According to a Washington state news article, a medical examiner in that state declined to autopsy the body of a 7-year-old boy because his death was of “low suspicion.” The child had a history of seizures, and seizures are known to cause sudden death. In most cases of epilepsy, no abnormality is found at autopsy anyway, because the abnormal electrical activity in the brain that causes the seizures can’t be detected or measured.

Two years before the boy’s death, his father was found guilty of reckless endangerment because of “deplorable conditions in the home.” The Department of Social and Health Services made sure the place was cleaned up. The boy was returned to his parents, and the case was closed.

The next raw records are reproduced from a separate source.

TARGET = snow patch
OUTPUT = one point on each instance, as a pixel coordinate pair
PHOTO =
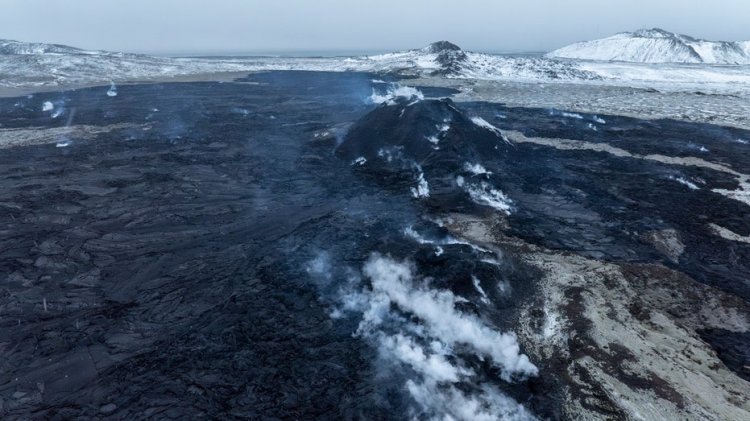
(485, 194)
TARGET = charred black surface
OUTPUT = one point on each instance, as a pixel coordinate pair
(161, 270)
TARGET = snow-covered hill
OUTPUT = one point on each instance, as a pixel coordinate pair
(31, 66)
(657, 46)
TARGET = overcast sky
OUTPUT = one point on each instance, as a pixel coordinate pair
(235, 26)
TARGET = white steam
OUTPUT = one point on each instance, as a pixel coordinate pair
(395, 92)
(419, 329)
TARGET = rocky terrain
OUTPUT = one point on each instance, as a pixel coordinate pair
(349, 245)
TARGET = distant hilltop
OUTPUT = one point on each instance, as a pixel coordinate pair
(657, 46)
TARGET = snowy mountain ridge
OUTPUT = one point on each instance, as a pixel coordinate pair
(657, 46)
(29, 66)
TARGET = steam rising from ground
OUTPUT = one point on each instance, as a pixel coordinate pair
(396, 91)
(419, 331)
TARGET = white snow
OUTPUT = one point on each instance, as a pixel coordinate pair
(48, 65)
(656, 46)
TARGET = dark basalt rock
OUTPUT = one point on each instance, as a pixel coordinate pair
(441, 46)
(433, 137)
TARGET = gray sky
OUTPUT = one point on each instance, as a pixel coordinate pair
(234, 26)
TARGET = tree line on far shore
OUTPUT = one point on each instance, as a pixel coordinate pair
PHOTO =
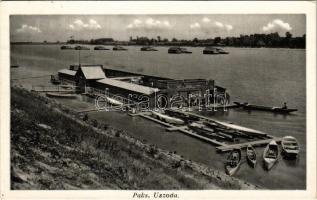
(271, 40)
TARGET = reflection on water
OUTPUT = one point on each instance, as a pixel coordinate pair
(258, 76)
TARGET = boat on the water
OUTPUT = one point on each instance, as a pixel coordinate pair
(251, 156)
(207, 132)
(221, 51)
(233, 162)
(119, 48)
(270, 155)
(175, 50)
(184, 50)
(61, 95)
(55, 80)
(66, 47)
(100, 48)
(166, 118)
(148, 48)
(290, 147)
(178, 50)
(213, 50)
(114, 101)
(281, 110)
(82, 48)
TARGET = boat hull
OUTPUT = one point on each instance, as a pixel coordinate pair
(232, 169)
(251, 159)
(270, 161)
(290, 147)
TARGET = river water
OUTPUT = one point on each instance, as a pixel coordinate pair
(259, 76)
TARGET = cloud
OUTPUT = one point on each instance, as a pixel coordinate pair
(195, 25)
(219, 24)
(80, 25)
(206, 20)
(277, 24)
(28, 29)
(207, 26)
(149, 24)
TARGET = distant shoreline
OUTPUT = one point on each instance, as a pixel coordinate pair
(137, 45)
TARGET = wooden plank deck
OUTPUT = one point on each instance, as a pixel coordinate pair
(182, 129)
(244, 145)
(219, 122)
(53, 90)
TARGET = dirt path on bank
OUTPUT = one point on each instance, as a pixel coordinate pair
(52, 147)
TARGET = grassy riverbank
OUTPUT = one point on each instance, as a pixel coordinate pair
(52, 147)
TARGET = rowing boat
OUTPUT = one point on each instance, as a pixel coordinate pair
(270, 155)
(251, 156)
(233, 162)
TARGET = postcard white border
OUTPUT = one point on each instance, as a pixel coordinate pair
(155, 7)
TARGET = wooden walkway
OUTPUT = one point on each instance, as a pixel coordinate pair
(244, 145)
(183, 129)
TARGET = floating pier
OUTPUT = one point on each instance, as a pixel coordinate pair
(183, 129)
(221, 146)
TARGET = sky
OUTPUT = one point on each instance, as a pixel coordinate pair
(53, 28)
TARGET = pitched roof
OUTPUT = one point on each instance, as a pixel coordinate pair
(93, 72)
(129, 86)
(67, 71)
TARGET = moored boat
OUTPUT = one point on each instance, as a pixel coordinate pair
(114, 101)
(251, 156)
(81, 48)
(184, 50)
(66, 47)
(166, 118)
(270, 155)
(175, 50)
(148, 48)
(281, 110)
(233, 162)
(290, 147)
(119, 48)
(61, 95)
(221, 51)
(202, 130)
(210, 50)
(100, 48)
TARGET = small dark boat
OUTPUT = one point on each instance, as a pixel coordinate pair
(233, 162)
(55, 80)
(81, 48)
(202, 130)
(210, 50)
(290, 147)
(175, 50)
(148, 48)
(280, 110)
(251, 156)
(221, 51)
(66, 47)
(100, 48)
(184, 50)
(213, 50)
(178, 50)
(270, 155)
(119, 48)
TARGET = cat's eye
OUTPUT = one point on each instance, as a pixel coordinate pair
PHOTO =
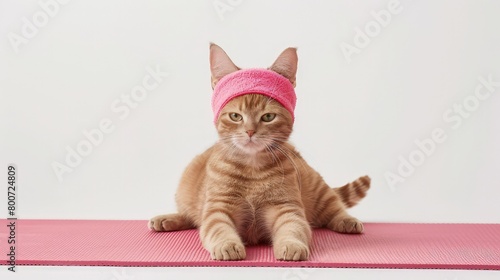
(268, 117)
(235, 117)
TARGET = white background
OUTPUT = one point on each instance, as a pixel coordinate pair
(355, 114)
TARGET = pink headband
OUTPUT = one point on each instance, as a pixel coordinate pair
(261, 81)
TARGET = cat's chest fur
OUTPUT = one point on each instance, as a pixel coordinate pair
(256, 189)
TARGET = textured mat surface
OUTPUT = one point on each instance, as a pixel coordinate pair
(131, 243)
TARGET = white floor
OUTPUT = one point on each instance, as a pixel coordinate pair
(240, 273)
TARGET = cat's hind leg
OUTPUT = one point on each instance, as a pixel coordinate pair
(170, 222)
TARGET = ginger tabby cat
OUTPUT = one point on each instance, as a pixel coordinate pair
(252, 186)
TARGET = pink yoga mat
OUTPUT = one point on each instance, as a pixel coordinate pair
(131, 243)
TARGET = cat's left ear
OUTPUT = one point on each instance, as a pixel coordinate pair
(220, 64)
(286, 64)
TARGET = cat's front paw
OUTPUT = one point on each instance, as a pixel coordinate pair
(291, 250)
(169, 222)
(346, 225)
(228, 251)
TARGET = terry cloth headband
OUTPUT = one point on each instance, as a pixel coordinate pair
(260, 81)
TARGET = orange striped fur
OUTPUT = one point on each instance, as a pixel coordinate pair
(254, 187)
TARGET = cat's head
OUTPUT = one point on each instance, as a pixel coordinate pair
(254, 122)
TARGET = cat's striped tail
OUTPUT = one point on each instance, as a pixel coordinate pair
(353, 192)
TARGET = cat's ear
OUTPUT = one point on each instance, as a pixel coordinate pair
(286, 64)
(220, 64)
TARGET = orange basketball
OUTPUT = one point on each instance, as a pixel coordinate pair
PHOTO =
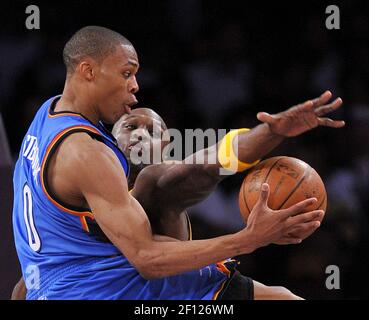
(290, 181)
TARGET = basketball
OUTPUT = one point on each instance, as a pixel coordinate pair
(290, 181)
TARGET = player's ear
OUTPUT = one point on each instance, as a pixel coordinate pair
(85, 68)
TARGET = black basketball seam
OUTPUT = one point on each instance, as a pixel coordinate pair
(321, 203)
(296, 187)
(266, 177)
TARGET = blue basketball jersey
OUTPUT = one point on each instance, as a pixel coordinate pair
(62, 251)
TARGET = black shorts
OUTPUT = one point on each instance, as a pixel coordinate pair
(237, 287)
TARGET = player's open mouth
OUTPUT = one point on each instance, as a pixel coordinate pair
(128, 106)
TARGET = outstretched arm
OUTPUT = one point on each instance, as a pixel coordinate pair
(97, 175)
(186, 184)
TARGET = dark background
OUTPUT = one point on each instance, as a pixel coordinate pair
(215, 64)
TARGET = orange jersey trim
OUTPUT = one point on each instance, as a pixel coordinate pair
(80, 214)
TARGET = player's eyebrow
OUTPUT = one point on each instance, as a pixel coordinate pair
(132, 63)
(135, 116)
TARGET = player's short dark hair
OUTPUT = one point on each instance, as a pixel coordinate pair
(91, 41)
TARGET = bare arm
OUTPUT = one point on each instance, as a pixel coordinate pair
(186, 184)
(19, 291)
(95, 173)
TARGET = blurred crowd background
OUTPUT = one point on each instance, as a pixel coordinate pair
(215, 64)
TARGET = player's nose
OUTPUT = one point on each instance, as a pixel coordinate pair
(133, 85)
(140, 134)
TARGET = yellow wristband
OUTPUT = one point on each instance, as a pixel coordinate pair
(226, 155)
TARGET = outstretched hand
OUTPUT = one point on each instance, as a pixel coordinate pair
(303, 117)
(286, 226)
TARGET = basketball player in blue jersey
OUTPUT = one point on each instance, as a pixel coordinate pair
(70, 179)
(166, 204)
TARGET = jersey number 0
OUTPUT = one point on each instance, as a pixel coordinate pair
(33, 237)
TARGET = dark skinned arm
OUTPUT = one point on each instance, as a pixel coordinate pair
(174, 187)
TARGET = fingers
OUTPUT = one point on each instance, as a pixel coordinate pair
(289, 240)
(265, 117)
(264, 196)
(320, 111)
(311, 216)
(327, 122)
(324, 98)
(297, 208)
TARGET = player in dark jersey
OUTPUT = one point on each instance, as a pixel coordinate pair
(166, 190)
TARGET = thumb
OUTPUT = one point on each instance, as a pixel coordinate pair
(265, 117)
(264, 195)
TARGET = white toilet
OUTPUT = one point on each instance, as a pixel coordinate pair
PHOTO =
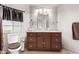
(14, 43)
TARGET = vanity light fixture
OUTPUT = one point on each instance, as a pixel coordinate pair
(44, 11)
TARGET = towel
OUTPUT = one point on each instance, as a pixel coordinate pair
(75, 30)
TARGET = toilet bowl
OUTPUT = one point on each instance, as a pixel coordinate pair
(13, 43)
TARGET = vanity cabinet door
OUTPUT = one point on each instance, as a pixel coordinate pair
(40, 43)
(31, 45)
(31, 39)
(56, 46)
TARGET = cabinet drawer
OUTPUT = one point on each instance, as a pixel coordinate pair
(56, 46)
(31, 39)
(43, 34)
(56, 34)
(56, 39)
(31, 46)
(31, 34)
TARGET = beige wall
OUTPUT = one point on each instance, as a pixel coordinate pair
(67, 14)
(25, 24)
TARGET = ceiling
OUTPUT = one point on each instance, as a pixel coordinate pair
(44, 5)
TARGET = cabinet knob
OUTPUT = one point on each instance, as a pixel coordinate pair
(30, 39)
(56, 46)
(30, 46)
(43, 43)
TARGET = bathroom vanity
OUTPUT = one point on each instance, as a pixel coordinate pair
(44, 41)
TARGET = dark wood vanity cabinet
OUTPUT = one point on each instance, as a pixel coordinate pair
(50, 41)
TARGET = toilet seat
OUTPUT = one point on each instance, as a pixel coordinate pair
(14, 45)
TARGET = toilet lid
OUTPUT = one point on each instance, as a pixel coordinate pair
(13, 45)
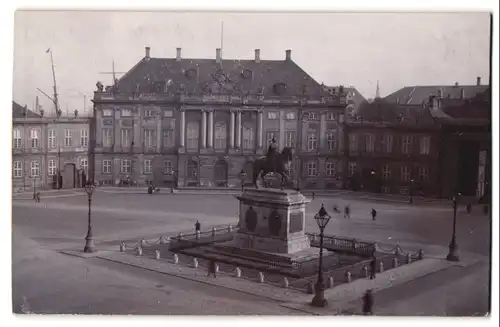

The police, aware of the previous investigation, wanted an autopsy, but the medical examiner declined. A blood sample was drawn for toxicology, and the boy’s body was released to his family.

Eleven days later, after the body had been cremated, the laboratory reported an aspirin compound in the child’s system at nearly three times the reported lethal level. Now what?

Was this boy poisoned? The news report doesn’t say where the specimen was drawn from, but a blind needle stick can be contaminated, invalidating results.

Without an autopsy, investigators’ hands were tied.

Without an autopsy, there’s no way to confirm or rule out some competing cause of death. No way to know if some disease or metabolic abnormality contributed to the elevated drug level. No way to know much of anything.

Without an autopsy, the most minimally competent defense attorney could raise reasonable doubt.

I don’t know if this autopsy was declined for fiscal reasons. I don’t even know if the news report is accurate.

I do know this: If you need to order toxicology, you need to do an autopsy.